Add sigmoid layer

Chamroukhi · August 5, 2021, 2:04pm

Hello,
im using an model pretrained i need to add classifier layer but i don’t understand how:
1- it’s Linear layer apply softmax automatically ?
2- can i use Linear layer and after this layer add a Softmax layer ?:

model = models.video.mc3_18(pretrained=True, progress=True)
        set_parameter_requires_grad(model, feature_extract)
        #change output layer FC
        model.fc = nn.Sequential(nn.Linear(512, 256),
                                 nn.ReLU(),
                                 nn.Linear(256,num_classes),
                                nn.Softmax())

3 - it’s ok to use crossentropy loss ?
thank you

Manuel_Alejandro_Dia · August 5, 2021, 2:40pm

Its Linear layer applies softmax automatically ?

No, a Linear layer just applies the weights and biases for the inputs.

Can i use Linear layer and after this layer add a Softmax layer ?

It is best that you don’t, because it may give you a problem when calculating the loss. You could set a condition in your model so it does the softmax operation if it is not training:

if model.training:
    return output
else:
    return torch.nn.functional.softmax(output)

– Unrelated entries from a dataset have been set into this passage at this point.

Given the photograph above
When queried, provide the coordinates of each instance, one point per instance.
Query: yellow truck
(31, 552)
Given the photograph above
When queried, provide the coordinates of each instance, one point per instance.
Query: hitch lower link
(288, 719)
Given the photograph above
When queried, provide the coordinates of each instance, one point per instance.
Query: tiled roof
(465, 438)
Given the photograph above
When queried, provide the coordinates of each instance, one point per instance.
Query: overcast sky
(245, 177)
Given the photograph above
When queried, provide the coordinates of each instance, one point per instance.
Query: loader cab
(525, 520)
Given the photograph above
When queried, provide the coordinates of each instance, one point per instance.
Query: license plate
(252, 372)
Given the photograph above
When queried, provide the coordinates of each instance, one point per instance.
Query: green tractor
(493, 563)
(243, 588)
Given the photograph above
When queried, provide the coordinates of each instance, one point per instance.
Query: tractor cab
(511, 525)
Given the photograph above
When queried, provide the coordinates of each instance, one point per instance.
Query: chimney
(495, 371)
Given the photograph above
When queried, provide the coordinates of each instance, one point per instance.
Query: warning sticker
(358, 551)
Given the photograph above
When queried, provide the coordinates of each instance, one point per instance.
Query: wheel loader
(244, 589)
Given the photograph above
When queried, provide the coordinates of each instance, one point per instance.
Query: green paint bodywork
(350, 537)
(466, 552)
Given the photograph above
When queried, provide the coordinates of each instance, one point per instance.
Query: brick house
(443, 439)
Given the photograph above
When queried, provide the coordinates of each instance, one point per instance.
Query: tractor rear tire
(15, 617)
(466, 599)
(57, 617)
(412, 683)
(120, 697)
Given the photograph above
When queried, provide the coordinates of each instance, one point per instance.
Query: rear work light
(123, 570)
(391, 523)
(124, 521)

Is it ok to use crossentropy loss ?

In order to train, you will need to give the raw output from nn.Linear(256, num_classes) to the Cross Entropy loss object, since the loss implementation applies LogSoftmax to calculate the loss: nn.CrossEntropyLoss

Chamroukhi · August 5, 2021, 3:53pm

Thank you @Manuel_Alejandro_Dia,
it is possible to use this head ? :

model.fc = nn.Sequential(nn.Linear(512, 256),
                                 nn.Softmax())

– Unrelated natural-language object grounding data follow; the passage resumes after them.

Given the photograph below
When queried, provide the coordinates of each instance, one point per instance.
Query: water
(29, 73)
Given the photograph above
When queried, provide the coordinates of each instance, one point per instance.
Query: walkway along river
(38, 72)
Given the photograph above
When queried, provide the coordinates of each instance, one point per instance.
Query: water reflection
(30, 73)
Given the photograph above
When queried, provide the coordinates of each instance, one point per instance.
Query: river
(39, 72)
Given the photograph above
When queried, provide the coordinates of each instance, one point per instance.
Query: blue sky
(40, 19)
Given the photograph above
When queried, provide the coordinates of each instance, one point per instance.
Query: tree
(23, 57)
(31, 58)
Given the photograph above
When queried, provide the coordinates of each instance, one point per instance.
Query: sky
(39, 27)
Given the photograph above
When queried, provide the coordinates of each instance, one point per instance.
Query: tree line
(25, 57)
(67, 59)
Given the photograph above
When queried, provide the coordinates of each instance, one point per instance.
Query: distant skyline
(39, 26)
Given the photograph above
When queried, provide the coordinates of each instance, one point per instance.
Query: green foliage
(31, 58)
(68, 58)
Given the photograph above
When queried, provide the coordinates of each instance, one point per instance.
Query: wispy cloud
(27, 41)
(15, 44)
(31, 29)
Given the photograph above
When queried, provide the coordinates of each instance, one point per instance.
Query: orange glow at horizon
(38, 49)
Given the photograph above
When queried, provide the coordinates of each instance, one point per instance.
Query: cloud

Manuel_Alejandro_Dia · August 5, 2021, 4:12pm

Glad I could help!

You cannot use that head since it has a Softmax layer.

I would recommend something like:

model.fc = nn.Sequential(nn.Linear(512, 256),
                         nn.ReLU(),
                         nn.Linear(256,num_classes),
                         nn.ReLU()
                         )

Rmember that you don’t have to add the softmax operation in your nn.Sequential since it could interfere with the softmax done on CrossEntropyLoss

Chamroukhi · August 5, 2021, 5:33pm

Relu() generate probability?, can i use max of probability like predicted class ?

Manuel_Alejandro_Dia · August 5, 2021, 6:09pm

What ReLU does is filter the negative values. What you can do if you just want to get the predicted class is to apply output.argmax(1) (or max, as you said)